Ganesh Chaturthi is one of the grandest festivals celebrated in Maharashtra. Every locality, neighbourhood and apartment society organises a Pandal (tented stage) to welcome, worship and celebrate the deity. People begin raising funds from residents, Mandals (community associations) and patrons months in advance. They place the utmost importance on the height, colour, form and seating of the Ganesh Murti (idol). The making of Murti has evolved over the decades, from theme-based festivities and gold and diamond decorations to eco-friendly idols made using biodegradable materials in recent years.

Sometimes, sculptors also make Ganpati idols based on trends in that particular year, such as cricket Ganesha during the World Cup season. Lalbaugcha Raja, Mumbai’s renowned Ganpati Pandal, created a space-themed pandal to mark the landing of Chandrayaan 2 on the moon.

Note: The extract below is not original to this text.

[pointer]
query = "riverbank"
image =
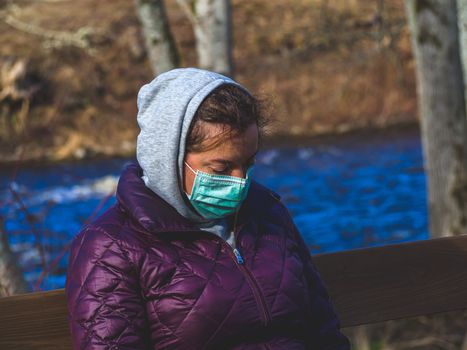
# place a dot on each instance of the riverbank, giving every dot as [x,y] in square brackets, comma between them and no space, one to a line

Here are a few famous Ganpati Pandals in the state:

Lalbaugcha Raja, Mumbai

This was founded in 1934 when fishermen and vendors prayed to Lord Ganesha vowing to build a permanent marketplace. The Kambli family members, the original creators of the idol, have been sculpting Ganpati idols since 1920. They began making the idol for this mandal in 1935. What makes this ‘Raja’ unique is that he is slim unlike the usual well-rounded depiction of the deity. Lalbaugcha Raja is literally a role model for other idol makers who are quick to copy the design, so much so that people demanded exact replicas for their homes and Mandals. Kambli Arts now has a patent to make idols in the traditional mould.

Mumbaicha Raja, Mumbai

Mumbaicha Raja Pandal in Ganesh Galli is situated close to the Lalbaughcha Raja Pandal. This mandal was formed in 1928 to protect the interests of mill workers in the area. What makes this distinctive is that it comes up with remarkably innovative themes every year, often recreating a famous landmark in India.

Gold Ganesh, Mumbai

Gold Ganesh, as the name suggests, is decorated with at least 50kg of pure gold. Located in GSB Seva Kings Circle, this is said to be the city’s richest Ganpati mandal. The committee prefers making eco-friendly idols using clay. It prefers to play only traditional Indian music as opposed to the usual trending numbers.

Shrimant Dagdusheth Halwai Ganpati, Pune

This beautiful temple was built in 1893 by an affluent sweet-seller called Dagdusheth Halwai and his wife Lakshmi Bai. The temple trust takes a special interest in decorating the deity during Ganeshotsav. A reputed jewellery brand has been associated with the temple trust for many years. For the 125th year celebration of Ganesh Chaturthi, the jewellers worked for about five months, engaging 40 craftsmen and 60000 hours to craft seven different crowns and other ornaments with gold, emeralds, rubies and white diamonds in traditional Filigree and Nakashi works.

They made a diamond-studded gold crown weighing a whopping 9.5kg, emerald studded ears, necklaces and an embellished Prabhavali among others.